The email package and KLEZ mails

Tue May 28 13:34:11 EDT 2002

On Tue, 28 May 2002 21:34:22 +1000, Anthony Baxter
<anthony at interlink.com.au> wrote in comp.lang.python in article
<mailman.1022585747.21423.python-list at python.org>:

> 
> > In my experience, incorrect MIME structure is one of the numerous
> > hints about mail being SPAM.  I do not remember a single false positive.
> 
> I wish. I have to deal with end-user email, and trust me, it's not all
> spam.

I concur with Anthony. I have written an email filter package using the
email module and if you use the strict Parser class included in that
module, it does throw away too much good email (because any good mail
thrown away is too much). Moreover, as I've mentioned in other posts and
email correspondence, if you're writing software for end users, you really
can't just tell them: "Oh, all those mails that caused errors...they were
just non-RFC compliant. Probably SPAM or virus." First off, it's not 100%
correct. Secondly, why is it that the three other mail readers I use
(Agent, Pegasus, and PocoMail) are all able to parse these messages? I also
agree with the idea that applications must be strict in what they write and
liberal in what they accept.

In extensive correspondence with Barry Warsaw on this matter a few months
back, we came to the understanding that the Parser he provides in the email
module is intended to be a strict, RFC compliant Parser. The design of the
email module, allows Python programmers to plug in their own Parser class
and use it with the rest of the email module to get the flexibility and
functionality that they need. Barry is open to including other types of
Parsers, but his point of view seems to be, that if the strict Parser
provided in the email module cannot parse the email, then the Python
programmer should decide how to handle this and write appropriate code.

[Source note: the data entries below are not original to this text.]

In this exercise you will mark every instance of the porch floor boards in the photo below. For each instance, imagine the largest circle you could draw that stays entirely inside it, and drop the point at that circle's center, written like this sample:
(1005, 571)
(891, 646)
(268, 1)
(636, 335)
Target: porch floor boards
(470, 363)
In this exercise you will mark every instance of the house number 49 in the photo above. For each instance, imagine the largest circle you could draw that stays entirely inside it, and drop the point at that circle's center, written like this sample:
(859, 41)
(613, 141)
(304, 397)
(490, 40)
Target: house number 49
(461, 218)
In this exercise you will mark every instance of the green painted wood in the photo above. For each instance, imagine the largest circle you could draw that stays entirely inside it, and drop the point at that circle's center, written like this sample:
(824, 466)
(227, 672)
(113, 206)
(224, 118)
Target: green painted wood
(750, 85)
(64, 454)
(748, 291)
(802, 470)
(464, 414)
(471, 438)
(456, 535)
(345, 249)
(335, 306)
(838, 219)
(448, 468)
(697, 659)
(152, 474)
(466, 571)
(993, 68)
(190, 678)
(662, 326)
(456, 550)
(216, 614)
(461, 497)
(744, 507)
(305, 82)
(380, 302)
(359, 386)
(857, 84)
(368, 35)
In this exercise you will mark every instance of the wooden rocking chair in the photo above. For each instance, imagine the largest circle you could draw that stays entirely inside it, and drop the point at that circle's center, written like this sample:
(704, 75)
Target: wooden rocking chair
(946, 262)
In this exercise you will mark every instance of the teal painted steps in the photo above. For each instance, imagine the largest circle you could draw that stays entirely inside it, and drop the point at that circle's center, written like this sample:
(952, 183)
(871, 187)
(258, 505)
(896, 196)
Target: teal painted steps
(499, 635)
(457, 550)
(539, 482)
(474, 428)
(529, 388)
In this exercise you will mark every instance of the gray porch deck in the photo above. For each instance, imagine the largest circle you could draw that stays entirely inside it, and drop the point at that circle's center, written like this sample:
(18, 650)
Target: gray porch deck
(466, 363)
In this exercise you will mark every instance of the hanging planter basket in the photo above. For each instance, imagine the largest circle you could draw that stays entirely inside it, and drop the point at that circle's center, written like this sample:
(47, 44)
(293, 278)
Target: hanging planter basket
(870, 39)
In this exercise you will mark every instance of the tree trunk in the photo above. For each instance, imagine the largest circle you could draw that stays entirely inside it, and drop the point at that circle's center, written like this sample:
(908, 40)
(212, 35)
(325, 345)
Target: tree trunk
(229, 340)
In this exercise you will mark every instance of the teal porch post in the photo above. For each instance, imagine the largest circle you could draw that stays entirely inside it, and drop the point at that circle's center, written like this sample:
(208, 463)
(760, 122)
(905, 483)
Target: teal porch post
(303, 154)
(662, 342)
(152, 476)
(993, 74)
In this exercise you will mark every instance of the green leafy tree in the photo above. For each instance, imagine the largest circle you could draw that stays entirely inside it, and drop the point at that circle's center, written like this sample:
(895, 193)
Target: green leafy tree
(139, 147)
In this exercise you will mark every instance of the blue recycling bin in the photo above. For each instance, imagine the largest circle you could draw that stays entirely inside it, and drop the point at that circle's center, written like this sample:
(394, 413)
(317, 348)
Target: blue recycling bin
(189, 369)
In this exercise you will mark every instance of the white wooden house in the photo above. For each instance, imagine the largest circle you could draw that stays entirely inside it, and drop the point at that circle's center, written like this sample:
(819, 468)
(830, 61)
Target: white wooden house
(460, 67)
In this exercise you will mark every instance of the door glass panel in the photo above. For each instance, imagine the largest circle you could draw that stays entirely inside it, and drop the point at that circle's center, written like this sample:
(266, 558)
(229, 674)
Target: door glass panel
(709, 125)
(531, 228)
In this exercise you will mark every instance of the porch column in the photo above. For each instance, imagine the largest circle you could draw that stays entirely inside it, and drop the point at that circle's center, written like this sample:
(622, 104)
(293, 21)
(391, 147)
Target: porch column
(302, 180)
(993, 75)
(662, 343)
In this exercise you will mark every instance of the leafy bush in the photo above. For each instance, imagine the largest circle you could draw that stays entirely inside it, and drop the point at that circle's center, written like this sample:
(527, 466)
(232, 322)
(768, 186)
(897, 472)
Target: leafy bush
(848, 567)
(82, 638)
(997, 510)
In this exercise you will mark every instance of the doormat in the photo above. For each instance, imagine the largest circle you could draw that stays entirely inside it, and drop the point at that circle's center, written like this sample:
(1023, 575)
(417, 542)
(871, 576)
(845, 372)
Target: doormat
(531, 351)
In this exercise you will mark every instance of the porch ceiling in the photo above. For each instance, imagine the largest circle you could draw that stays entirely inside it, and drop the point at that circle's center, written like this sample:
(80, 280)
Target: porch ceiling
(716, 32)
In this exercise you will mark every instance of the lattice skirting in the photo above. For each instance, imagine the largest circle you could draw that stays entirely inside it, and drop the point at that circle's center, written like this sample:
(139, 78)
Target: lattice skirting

I have written a "smart parser" class that I am using in my email filter. I
use this class instead of the Parser class provided with the email module.
I provide the code below for all interested parties. It really does a
pretty good job of handling most mails that the strict Parser cannot
handle. If the "smart parser" class below cannot handle your email, then
there is a non-documented HeaderParser class in the email module (see the
source code for the Parser class) which is your next best chance.
Otherwise, you will have to write your own routines for parsing the
message.

The "smart parser" class below is adapted from the Parser code provided in
the email module. I have been using this in a production environment for a
couple of months now, and have quite a number of other beta testers also
using it, and we get almost no mails that cannot be parsed.

Caution: Because this module makes "assumptions" about the structure of the
message, in the case that the received email is not RFC compliant, if you
try to use one of the Generators to print the message (which is called when
printing) it will possibly print a message that is not identical to the raw
message which was received. You may want to somehow save the raw message in
your code elsewhere, if you might need the original raw message.

Code follows the signature. Enjoy,

--
Sheila King
http://www.thinkspot.net/sheila/
http://www.k12groups.org/
http://www.FutureQuest.net

#####   CODE FOR SMART PARSER CLASS #####

from email.Parser import Parser

class smart_Parser(Parser):

    def parse(self, fp):
        root = self._class()
        self._parseheaders(root, fp)
        self._parsebody(root, fp)
        return root

    def parsestr(self, text):
        return self.parse(StringIO(text))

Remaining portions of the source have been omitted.